Hassan (Ph.D. student) were funded at different periods under this grant and
worked at various aspects of this projects.
· S. Pearson:
Graduate student at Arizona State who collaborated in the context of
generalizing the results in this project for similarity-based databases. Mr.
Pearson conducted experiments requested by the reviewers in order to revise the
submitted paper that was later accepted to appear in the VLDB Journal
[VLDBJ2013]. Now at Purdue.
· Aya A. Ismail: Graduate student at Maryland,
College Park. Collaborated in this project in the context of the LIMO system.
· B. Coffey:
Graduate student at Purdue University who collaborated in the context of
collecting meta-data about publicly available spatial data sets.

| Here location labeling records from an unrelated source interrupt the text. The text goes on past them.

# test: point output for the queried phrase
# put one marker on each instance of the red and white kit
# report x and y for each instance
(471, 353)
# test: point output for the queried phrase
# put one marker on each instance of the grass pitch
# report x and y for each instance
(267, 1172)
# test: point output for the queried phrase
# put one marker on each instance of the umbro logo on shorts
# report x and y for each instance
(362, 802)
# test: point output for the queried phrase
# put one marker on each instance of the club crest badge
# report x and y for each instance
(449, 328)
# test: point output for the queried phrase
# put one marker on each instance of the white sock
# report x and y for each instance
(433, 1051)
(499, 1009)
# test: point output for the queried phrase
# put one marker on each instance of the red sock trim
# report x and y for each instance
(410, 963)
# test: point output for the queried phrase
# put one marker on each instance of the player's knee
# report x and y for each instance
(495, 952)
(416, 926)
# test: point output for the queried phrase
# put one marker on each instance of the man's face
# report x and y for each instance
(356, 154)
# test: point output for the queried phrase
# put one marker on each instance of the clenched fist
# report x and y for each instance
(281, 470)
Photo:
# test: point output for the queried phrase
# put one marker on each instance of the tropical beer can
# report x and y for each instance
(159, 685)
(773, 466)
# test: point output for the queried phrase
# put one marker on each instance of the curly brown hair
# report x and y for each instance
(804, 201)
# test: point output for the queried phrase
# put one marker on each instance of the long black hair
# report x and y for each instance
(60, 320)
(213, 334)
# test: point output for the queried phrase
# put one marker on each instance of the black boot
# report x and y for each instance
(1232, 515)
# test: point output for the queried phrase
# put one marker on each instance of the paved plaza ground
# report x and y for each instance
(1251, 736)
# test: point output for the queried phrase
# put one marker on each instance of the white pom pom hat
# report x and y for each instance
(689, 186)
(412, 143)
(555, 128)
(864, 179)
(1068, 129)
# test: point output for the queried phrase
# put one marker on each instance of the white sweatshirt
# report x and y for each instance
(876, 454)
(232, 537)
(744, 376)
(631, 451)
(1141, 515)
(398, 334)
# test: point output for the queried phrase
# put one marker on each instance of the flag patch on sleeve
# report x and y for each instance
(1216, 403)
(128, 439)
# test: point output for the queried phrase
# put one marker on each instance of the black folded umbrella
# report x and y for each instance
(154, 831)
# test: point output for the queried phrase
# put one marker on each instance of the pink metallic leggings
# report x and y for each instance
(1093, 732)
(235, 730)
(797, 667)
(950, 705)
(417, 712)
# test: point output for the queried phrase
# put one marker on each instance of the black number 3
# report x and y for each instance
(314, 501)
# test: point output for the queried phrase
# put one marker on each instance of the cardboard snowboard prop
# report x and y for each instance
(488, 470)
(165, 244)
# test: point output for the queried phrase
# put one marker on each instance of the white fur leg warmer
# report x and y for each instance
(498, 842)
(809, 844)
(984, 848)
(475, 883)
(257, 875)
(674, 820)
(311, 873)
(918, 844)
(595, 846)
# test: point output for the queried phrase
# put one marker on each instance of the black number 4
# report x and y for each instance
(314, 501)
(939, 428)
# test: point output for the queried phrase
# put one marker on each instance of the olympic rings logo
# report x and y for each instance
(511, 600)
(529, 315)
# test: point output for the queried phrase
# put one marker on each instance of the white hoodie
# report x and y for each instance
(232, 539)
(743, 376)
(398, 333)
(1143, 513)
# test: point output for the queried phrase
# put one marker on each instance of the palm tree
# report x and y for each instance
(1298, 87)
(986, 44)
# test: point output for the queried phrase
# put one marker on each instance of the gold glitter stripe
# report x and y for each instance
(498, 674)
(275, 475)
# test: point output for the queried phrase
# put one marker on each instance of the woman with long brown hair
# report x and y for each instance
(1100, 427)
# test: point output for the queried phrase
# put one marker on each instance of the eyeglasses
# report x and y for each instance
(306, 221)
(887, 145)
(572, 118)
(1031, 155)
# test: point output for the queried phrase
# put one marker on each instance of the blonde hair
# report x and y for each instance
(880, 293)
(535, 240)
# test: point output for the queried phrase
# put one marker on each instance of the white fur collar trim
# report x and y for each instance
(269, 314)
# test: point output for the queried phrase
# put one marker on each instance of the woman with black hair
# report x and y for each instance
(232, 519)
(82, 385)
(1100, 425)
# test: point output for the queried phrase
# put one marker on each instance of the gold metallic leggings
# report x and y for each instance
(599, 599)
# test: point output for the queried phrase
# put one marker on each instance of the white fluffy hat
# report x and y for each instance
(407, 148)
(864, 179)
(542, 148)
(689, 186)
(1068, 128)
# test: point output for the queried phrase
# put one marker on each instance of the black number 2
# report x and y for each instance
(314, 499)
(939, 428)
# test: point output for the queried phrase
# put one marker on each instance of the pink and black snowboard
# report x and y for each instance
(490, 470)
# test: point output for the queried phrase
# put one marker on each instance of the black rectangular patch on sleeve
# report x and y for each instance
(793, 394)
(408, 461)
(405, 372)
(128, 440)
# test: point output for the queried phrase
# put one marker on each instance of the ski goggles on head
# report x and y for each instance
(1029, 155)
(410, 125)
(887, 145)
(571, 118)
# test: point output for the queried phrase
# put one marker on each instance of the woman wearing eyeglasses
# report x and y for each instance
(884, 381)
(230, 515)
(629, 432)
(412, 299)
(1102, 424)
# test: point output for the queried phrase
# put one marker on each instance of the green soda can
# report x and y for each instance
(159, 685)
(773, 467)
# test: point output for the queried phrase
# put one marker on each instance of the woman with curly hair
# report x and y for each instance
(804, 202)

· Undergraduate Students: Linda Thongsavath: Undergraduate student at Purdue University
who collaborated in the context of realizing a benchmark for spatiotemporal
databases that use k-nearest neighbors in multi-predicate queries that include
relational, spatial, and kNN predicates.
· Visitors and Post-docs:
o
Dr. Shen
Zhihong: Chinese Academy of Sciences, Beijing, China (August 2013-
October 2013) participated in designing cluster-based user workspaces.
o
Dr. Saleh
Basalamah: Director of the GIS Technology Innovation Center, Umm
Al-Qura University, Saudi Arabia (April
2013-Present), participated in coauthoring multiple research papers, including
[DBCrowd2013], [IEEE BigData 2013], and [ACM
SIGSPATIAL 2014].
o
Dr. Eduard Dragut: Dr. Dragut
was a post-doc at Purdue University during 2012-2013 and participated in the
context of this project in the cloud sourcing indexing paper [DBCrowd 2013].